Based on the 2015 Supreme Court case of Reed v. Town of Gilberti, the federal district court ruled this on‐​premises/​off‐​premises distinction to be a content‐​based regulation subject to strict scrutiny, ultimately finding it to violate the First Amendment. Cato certainly agrees with this outcome, and we have now filed a brief supporting it after Tennessee appealed to the U.S. Court of Appeals for the Sixth Circuit. Our basic point is this: Regardless of whether the court applies “strict scrutiny” or some lesser form of review, the statute is unconstitutional because of an insufficient fit between the ends the state claims to pursue and the means it uses.

While strict scrutiny requires the government’s interest to be “compelling” and the means employed to be the least restrictive possible, lesser scrutiny employs a somewhat more forgiving standard; a narrowly tailored regulation must directly advance the government’s “substantial” or “significant” interests.

Unlike similar statutes in other states, Tennessee’s Billboard Act applies even to noncommercial speech. In fact, the unauthorized sign at the center of this case was overtly noncommercial, featuring an American flag combined with Olympic rings in one instance and a reference to the holiday season in another. But because the tests for content‐​neutral regulations and commercial‐​speech restrictions are virtually identical, we used examples from both of these types of cases to drive home the idea that this law fails constitutional muster.

While Tennessee identified traffic safety and the aesthetic beauty of its highways as reasons for its law, neither interest is well‐​connected to the Billboard Act’s on‐​premises/​off‐​premises distinction. Not only did the evidence that the state offered range from unsupported assertions to irrelevant witness testimony, but the statute and accompanying regulations were also completely irrational. For example, while the law would allow large, unsightly, highly distracting on‐​premises signs, it would ban small, unobtrusive off‐​premises signs. The associated regulations are even more ridiculous, actually attempting to make a legal distinction between service stations’ advertising “accessory” products like tires and “incidental” products like cigarettes.

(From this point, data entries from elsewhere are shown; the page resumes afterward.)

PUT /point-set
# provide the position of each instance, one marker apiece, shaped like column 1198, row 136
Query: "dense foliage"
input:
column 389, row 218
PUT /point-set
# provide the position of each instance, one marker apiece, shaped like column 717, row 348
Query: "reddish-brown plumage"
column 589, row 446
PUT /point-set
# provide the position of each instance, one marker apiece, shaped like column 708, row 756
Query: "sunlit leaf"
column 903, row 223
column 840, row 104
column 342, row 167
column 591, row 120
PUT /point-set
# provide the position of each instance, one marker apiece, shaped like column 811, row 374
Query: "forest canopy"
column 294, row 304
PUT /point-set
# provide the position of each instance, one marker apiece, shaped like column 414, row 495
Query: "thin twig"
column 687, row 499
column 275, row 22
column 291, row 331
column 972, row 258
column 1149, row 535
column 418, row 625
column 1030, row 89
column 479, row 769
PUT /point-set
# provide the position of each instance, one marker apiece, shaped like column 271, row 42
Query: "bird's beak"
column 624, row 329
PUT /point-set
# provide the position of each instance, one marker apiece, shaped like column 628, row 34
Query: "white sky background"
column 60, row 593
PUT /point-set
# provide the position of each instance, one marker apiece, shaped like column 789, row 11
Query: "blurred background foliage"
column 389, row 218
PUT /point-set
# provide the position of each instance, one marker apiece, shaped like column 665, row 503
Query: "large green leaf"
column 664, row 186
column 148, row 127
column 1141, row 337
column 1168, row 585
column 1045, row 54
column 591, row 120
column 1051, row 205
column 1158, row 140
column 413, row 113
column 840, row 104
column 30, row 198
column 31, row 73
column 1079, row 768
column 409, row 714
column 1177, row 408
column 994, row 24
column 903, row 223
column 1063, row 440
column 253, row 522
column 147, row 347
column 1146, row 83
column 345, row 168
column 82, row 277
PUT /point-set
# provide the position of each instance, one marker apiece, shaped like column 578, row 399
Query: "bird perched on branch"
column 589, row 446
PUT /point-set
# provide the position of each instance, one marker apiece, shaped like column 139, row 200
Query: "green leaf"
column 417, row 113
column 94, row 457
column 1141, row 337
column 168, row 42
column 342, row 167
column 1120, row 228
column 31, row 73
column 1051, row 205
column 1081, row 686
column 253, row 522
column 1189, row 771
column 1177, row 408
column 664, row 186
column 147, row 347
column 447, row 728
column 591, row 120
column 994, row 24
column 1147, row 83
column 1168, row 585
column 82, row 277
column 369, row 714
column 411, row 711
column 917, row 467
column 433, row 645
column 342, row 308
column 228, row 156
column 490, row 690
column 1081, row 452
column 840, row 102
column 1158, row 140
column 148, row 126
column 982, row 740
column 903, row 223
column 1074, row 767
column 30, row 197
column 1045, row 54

Further, although lesser scrutiny doesn’t require the government to use the absolute “least‐​restrictive means” possible, the existence of numerous viable alternatives that impose less of a burden on free speech provides good evidence that the means‐​ends fit is lacking. For example, rather than imposing the nonsensical on‐​premises/​off‐​premises distinction, the state could regulate the size, height, color scheme, font, and spacing between all roadside signs to prevent distracted driving and scenic degradation.

Finally, the statutory text and overtly commercial context of the regulatory scheme makes it nearly impossible for any noncommercial speech to qualify as “on‐​premises.” And since on‐​premises signs constitute the major exception to the statute’s restrictions, this means that the Billboard Act actually restricts noncommercial speech to a far greater extent than its commercial counterparts. Worse still, the on‐​premises/​off‐​premises distinction imposes an especially disproportionate burden on one of the most highly protected forms of speech: the free expression of ideas.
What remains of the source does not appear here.